Observations / Interpretations:

* Antecedents: This is the "if" part of the rule. It represents the item we have in a transaction. For example, (PACK OF 72 RETROSPOT CAKE CASES).

* Consequents: This is the "then" part of the rule. It represents the item that are likely to be in the same transaction as the antecedent. For instance, (60 TEATIME FAIRY CAKE CASES).

* Antecedent Support: The proportion of transactions that contain the antecedent. For example, 0.063284 means that the PACK OF 72 RETROSPOT CAKE CASES occurs in about 6.33% of all transactions.

* Consequent Support: The proportion of transactions that contain the consequent. 0.042267 indicates that 60 TEATIME FAIRY CAKE CASES are found in roughly 4.23% of transactions.

* Support: The proportion of transactions that contain both the antecedent and the consequent. A support of 0.022827 signifies that both items appear together in about 2.28% of all transactions.

* Confidence: The probability that a transaction containing the antecedent also contains the consequent. For instance, a confidence of 0.360701 for the first rule suggests that there is a 36.07% chance that transactions with PACK OF 72 RETROSPOT CAKE CASES also have 60 TEATIME FAIRY CAKE CASES.

* Lift: Measures how much more often the antecedent and consequent occur together than expected if they were statistically independent. A lift greater than 1 indicates that the items are likely to be bought together. For example, the first rule has a lift of 8.533770, meaning the likelihood of buying both items together is 8.53 times higher than the likelihood of buying them independently.

* Leverage: A measure of how much the antecedent and consequent appear together more than if they were independent. Higher values indicate stronger association.

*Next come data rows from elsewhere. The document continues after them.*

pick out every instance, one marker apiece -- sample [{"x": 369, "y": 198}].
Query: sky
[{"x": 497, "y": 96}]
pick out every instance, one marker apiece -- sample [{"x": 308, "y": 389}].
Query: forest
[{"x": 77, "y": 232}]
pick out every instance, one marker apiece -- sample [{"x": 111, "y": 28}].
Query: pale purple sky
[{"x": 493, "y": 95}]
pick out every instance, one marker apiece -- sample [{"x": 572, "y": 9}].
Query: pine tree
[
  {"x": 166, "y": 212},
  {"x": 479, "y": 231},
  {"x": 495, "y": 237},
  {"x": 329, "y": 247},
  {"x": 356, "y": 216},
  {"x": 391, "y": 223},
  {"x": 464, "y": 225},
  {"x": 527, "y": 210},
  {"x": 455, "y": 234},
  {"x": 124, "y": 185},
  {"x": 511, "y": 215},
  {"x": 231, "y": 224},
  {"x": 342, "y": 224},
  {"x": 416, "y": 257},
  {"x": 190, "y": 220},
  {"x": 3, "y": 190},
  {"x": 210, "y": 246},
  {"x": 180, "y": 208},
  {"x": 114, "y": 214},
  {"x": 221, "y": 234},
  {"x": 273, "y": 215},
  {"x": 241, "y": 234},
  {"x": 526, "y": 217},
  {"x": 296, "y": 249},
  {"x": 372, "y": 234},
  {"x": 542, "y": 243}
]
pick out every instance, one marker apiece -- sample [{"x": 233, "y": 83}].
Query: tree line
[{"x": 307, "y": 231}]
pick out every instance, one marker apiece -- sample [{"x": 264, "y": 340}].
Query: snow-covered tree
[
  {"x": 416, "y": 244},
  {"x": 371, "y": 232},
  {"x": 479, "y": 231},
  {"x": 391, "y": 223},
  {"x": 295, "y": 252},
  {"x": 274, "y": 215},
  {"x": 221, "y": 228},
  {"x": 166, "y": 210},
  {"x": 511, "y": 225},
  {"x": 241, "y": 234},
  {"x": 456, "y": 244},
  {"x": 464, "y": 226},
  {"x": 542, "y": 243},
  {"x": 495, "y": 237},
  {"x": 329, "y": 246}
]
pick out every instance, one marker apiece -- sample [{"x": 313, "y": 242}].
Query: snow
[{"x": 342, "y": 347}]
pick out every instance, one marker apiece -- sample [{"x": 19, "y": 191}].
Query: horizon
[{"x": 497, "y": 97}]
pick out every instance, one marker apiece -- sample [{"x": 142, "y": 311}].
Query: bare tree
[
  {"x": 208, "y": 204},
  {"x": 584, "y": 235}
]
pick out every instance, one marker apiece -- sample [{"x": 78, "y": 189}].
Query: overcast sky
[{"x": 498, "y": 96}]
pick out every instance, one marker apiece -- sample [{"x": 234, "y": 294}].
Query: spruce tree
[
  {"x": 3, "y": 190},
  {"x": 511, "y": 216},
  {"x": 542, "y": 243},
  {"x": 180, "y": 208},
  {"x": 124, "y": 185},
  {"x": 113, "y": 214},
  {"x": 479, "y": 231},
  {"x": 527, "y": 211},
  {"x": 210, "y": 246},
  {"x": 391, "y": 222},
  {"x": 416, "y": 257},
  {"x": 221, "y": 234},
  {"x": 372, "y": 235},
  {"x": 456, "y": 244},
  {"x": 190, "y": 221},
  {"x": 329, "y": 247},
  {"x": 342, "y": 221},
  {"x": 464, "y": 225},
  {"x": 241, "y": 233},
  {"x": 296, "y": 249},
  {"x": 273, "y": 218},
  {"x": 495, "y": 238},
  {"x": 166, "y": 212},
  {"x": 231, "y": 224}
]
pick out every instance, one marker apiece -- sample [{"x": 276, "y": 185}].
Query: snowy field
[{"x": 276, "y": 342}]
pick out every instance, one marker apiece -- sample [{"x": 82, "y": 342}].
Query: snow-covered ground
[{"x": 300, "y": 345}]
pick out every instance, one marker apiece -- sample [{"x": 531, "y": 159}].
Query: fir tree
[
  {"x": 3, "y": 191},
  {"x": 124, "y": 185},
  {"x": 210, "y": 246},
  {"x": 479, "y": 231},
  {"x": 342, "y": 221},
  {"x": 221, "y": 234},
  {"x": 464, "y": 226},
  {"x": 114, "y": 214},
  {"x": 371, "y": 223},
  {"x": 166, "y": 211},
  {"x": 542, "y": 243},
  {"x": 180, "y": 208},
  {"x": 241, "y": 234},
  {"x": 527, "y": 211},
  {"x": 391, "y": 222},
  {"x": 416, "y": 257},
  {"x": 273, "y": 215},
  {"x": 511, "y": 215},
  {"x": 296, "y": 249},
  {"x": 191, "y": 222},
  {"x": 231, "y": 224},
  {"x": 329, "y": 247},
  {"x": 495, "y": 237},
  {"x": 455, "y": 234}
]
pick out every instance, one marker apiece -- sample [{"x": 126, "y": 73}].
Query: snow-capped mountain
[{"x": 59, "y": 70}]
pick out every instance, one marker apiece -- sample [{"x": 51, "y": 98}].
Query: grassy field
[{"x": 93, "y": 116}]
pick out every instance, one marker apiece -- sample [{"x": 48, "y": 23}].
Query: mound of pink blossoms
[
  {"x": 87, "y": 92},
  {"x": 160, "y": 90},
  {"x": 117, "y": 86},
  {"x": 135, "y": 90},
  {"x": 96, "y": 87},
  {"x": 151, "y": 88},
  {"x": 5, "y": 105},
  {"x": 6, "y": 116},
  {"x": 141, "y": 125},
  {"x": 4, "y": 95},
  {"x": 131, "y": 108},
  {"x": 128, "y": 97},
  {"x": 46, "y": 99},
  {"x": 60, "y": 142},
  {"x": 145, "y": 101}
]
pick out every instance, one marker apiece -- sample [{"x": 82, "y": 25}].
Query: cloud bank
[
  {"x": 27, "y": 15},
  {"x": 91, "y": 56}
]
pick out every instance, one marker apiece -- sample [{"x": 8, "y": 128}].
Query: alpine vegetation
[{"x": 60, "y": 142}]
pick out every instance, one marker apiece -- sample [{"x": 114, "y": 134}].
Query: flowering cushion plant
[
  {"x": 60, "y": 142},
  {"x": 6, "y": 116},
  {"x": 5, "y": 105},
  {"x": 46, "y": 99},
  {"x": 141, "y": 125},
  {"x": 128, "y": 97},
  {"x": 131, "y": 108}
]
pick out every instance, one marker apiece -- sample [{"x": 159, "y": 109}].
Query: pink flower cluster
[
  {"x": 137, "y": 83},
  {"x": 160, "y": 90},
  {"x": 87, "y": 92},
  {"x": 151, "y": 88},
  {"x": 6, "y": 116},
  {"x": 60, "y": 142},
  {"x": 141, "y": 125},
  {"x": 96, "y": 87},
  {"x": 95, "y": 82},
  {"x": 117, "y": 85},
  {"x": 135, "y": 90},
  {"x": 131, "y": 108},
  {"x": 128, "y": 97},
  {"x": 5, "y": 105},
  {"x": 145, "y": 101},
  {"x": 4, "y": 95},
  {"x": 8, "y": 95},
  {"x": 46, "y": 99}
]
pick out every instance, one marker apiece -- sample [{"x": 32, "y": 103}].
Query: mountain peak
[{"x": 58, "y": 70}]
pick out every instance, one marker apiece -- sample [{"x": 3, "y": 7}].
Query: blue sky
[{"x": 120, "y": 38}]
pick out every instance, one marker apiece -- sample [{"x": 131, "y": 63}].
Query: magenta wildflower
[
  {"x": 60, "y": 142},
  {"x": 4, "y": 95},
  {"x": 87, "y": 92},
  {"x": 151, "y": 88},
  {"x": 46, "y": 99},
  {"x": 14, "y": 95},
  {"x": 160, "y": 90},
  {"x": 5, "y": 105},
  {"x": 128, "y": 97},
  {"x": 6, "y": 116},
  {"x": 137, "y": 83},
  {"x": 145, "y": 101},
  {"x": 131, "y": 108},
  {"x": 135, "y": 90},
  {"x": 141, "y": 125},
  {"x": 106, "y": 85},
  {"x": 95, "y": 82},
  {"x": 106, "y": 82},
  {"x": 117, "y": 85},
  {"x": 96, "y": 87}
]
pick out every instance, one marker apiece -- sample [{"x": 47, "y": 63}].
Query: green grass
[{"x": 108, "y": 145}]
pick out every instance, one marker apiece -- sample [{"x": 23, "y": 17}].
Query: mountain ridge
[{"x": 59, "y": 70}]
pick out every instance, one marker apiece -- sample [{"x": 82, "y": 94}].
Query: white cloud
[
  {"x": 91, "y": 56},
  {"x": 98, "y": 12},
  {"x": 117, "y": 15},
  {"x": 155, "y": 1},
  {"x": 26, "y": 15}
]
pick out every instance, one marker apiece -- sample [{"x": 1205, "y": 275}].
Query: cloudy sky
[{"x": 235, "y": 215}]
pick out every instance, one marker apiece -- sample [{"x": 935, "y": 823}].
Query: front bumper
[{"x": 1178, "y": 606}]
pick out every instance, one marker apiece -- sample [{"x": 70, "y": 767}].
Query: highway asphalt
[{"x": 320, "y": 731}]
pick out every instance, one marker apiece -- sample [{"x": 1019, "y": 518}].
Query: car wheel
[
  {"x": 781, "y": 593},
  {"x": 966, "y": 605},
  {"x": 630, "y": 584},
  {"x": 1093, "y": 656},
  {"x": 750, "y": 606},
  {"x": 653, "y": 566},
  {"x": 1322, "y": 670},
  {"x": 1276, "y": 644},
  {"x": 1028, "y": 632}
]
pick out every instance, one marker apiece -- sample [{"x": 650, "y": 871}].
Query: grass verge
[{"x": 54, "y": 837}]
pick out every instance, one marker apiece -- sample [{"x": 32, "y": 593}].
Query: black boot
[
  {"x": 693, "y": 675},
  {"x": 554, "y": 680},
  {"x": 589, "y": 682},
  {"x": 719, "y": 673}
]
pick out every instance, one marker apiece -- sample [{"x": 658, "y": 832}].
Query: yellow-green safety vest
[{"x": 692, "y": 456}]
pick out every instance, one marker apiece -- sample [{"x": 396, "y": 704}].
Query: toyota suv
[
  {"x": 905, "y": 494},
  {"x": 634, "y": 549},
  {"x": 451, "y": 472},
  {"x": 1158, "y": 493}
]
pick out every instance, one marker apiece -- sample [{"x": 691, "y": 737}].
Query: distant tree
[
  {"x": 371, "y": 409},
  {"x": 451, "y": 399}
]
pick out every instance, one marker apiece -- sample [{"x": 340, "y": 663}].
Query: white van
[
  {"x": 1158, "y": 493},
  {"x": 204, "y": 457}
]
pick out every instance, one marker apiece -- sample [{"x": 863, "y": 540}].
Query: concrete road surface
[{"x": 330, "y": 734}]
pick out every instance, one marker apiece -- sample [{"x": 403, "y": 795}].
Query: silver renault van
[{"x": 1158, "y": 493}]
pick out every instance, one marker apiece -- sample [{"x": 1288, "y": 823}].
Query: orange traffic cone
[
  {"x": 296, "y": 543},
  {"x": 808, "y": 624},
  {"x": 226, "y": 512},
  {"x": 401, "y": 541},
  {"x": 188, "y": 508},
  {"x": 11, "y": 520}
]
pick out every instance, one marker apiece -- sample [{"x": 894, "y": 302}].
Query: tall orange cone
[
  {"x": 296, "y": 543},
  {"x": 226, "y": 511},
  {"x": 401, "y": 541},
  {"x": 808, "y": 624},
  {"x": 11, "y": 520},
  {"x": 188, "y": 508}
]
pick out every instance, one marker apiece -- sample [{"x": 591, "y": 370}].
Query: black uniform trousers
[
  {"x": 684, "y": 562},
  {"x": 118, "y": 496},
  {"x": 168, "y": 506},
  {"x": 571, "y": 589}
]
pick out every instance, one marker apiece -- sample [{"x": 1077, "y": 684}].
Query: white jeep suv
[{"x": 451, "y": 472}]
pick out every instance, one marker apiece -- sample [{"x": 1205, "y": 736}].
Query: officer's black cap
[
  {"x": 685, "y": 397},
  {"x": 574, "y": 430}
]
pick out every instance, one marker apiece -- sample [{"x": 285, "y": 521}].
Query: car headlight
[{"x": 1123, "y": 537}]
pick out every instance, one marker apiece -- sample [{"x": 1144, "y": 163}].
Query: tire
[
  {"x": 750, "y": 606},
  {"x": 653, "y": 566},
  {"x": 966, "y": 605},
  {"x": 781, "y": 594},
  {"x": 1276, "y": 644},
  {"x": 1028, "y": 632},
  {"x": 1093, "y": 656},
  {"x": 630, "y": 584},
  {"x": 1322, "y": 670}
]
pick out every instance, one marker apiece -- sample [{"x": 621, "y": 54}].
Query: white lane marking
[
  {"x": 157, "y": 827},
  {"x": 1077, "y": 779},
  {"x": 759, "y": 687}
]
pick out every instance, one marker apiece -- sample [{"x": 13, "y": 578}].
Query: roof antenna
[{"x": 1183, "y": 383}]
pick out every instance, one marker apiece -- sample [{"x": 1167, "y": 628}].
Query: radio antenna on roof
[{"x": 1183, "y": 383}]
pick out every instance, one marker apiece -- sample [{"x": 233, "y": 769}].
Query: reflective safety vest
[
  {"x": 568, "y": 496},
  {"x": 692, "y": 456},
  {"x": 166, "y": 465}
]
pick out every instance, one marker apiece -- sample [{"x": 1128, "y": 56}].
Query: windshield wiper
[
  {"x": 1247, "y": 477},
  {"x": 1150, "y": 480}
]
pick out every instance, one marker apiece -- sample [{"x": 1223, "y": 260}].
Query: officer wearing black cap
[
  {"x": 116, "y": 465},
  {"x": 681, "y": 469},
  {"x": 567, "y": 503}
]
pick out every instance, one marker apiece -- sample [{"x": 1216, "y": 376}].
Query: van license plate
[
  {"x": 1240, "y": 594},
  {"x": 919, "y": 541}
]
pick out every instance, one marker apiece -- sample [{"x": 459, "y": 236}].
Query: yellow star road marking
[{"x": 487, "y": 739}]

* Conviction: A measure of the reliability of the rule. A higher conviction means that the consequent is highly dependent on the antecedent. For example, a conviction value of 1.498098 in the first rule means if PACK OF 72 RETROSPOT CAKE CASES were not in the transaction, the chances of also not having 60 TEATIME FAIRY CAKE CASES would increase by 49.8%.

* Zhang's Metric: A measure of the rule's certainty and direction. Values close to 1 or -1 indicate a strong positive or negative association, respectively.

Insights from the results:

* Cross-Sell Opportunities

Cake Cases:

The first two rules suggest a strong relationship between PACK OF 72 RETROSPOT CAKE CASES and 60 TEATIME FAIRY CAKE CASES. Given the high lift values (8.533770 for both directions of the rule), customers who buy one of these are very likely to be interested in the other. This indicates a clear opportunity for cross-selling these items together. For instance, if a customer adds one type of cake case to their basket, recommending the other type could likely result in an additional sale.

Alarm Clocks:

The next sets of rules indicate a very strong relationship between different colors of ALARM CLOCK BAKELIKE (Green and Red, Pink and Red). The lift values here are exceptionally high (12.564011 for Green and Red, 11.986253 for Pink and Red), which suggests that customers who buy an alarm clock in one color are significantly more likely to buy it in another color as well. This insight can be used to cross-sell these items by suggesting other colors to customers who have already selected an alarm clock.

* Leverage and Conviction

These metrics reinforce the insights from lift and confidence. Higher leverage values (e.g., 0.027619 for the alarm clocks) indicate that these items indeed appear together in transactions more often than expected by chance, reinforcing the suggestion for cross-selling.
The conviction metric suggests a strong dependence between these item pairs. For example, a conviction value of 2.587549 for the Green and Red alarm clocks implies that the likelihood of selling a Red alarm clock increases significantly when a Green one is already in the basket, and vice versa.

* Zhang's Metric

The high values of Zhang's metric, particularly for the alarm clocks (around 0.96 and 0.95), further confirm the strong association and the directionality of these rules. It indicates not only that these items are likely to be bought together but also that the association is very reliable.

* Strategic Implications

Promotional Bundling:

Given the strong associations between certain items, bundling them together at a slight discount could encourage customers to purchase both, enhancing the average order value.

Targeted Marketing:

These insights can inform targeted marketing campaigns. For example, email marketing campaigns can specifically target customers who have bought ALARM CLOCK BAKELIKE in one color but not the others, highlighting the availability and appeal of the other colors.

Online Recommendations:

Implementing a recommendation engine that suggests items based on the basket analysis findings could automatically enhance cross-selling opportunities on the website.


In summary, these insights point to clear opportunities for cross-selling these related items. By leveraging these associations, the retail store can enhance its sales strategy to increase both customer satisfaction (by making relevant recommendations) and sales performance.